Die Stadt Rinteln nimmt die Radverkehrsinfrastruktur in den Fokus: Mit einem umfassenden Förderantrag für das Projekt „Sicher mit dem Fahrrad zu den weiterführenden Schulen und Sportanlagen“ soll die Verbindung zwischen Exten und der Kernstadt deutlich attraktiver und sicherer werden – insbesondere für junge Menschen. Und das sind viele, wie Verkehrszählungen ergeben hätten, so die Antragsstellerin der Grünen im Stadtrat, Uta Fahrenkamp. Unterstützung erhielt sie auf der Bauausschusssitzung von Dennis Luthe als Ortsbürgermeister von Exten und auch Kay Steding (CDU) votierte für den Ausbau des Wirtschaftsweges: „Aber bitte mit Beleuchtung, wenn es für die Kinder auch ein sicherer Schulweg sein soll!” Dennoch gab es auch Kritik in Richtung der Verwaltung, denn während der Radweg entlang der Sassenbergschen Kiesteiche es auf die Tagesordnung des Bauausschusses geschafft hatte, hatte die Verwaltung die neuen verkehrsberuhigenden Maßnahmen im Exterfeld nicht auf die Tagesordnung gesetzt, so wie von der CDU gewünscht. Der Grund, so Stefan Eggert-Edeler: „Wir wollten uns erst mit dem Arbeitskreis Radverkehr zusammensetzen und die neue Situation beraten!”
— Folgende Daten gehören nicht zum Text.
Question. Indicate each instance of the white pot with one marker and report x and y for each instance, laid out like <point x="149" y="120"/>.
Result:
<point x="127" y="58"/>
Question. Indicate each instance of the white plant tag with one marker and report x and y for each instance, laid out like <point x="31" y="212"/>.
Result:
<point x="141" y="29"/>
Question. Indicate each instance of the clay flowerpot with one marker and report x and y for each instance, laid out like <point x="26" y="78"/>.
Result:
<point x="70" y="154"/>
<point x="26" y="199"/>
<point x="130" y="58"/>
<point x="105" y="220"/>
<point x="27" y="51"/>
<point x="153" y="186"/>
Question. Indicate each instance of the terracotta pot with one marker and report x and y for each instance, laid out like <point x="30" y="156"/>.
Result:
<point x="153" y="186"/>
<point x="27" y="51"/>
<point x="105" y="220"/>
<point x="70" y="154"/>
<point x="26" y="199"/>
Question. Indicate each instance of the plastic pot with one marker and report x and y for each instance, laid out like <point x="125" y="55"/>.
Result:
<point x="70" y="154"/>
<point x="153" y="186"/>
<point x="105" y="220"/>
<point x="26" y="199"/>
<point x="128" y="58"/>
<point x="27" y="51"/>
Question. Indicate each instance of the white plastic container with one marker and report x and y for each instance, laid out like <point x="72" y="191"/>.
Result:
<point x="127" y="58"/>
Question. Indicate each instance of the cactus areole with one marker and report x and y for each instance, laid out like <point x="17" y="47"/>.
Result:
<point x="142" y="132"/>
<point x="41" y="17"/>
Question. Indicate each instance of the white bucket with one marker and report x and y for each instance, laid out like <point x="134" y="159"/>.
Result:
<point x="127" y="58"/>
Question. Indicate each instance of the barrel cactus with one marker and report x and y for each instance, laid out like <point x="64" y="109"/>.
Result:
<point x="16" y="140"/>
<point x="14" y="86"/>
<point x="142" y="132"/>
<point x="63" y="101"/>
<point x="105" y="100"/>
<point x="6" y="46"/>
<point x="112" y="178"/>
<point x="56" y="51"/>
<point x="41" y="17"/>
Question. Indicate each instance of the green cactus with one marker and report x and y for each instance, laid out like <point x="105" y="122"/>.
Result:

Marode ohne durchgängige Anbindung an Radwegenetz
Hintergrund für den Ausbau des Radweges an den Kiesteichen: Radfahrer, die täglich aus dem Ortsteil Exten in Richtung Rintelner Schulzentrum oder zu den Sportanlagen unterwegs sind, kennen das Problem: Der Wirtschaftsweg entlang der Sassenbergschen Kiesteiche ist zwar eine direkte Route, doch sein baulicher Zustand lässt vielerorts zu wünschen übrig. Zudem fehlt es an einer durchgängigen, hochwertigen Anbindung an das innerstädtische Radwegenetz.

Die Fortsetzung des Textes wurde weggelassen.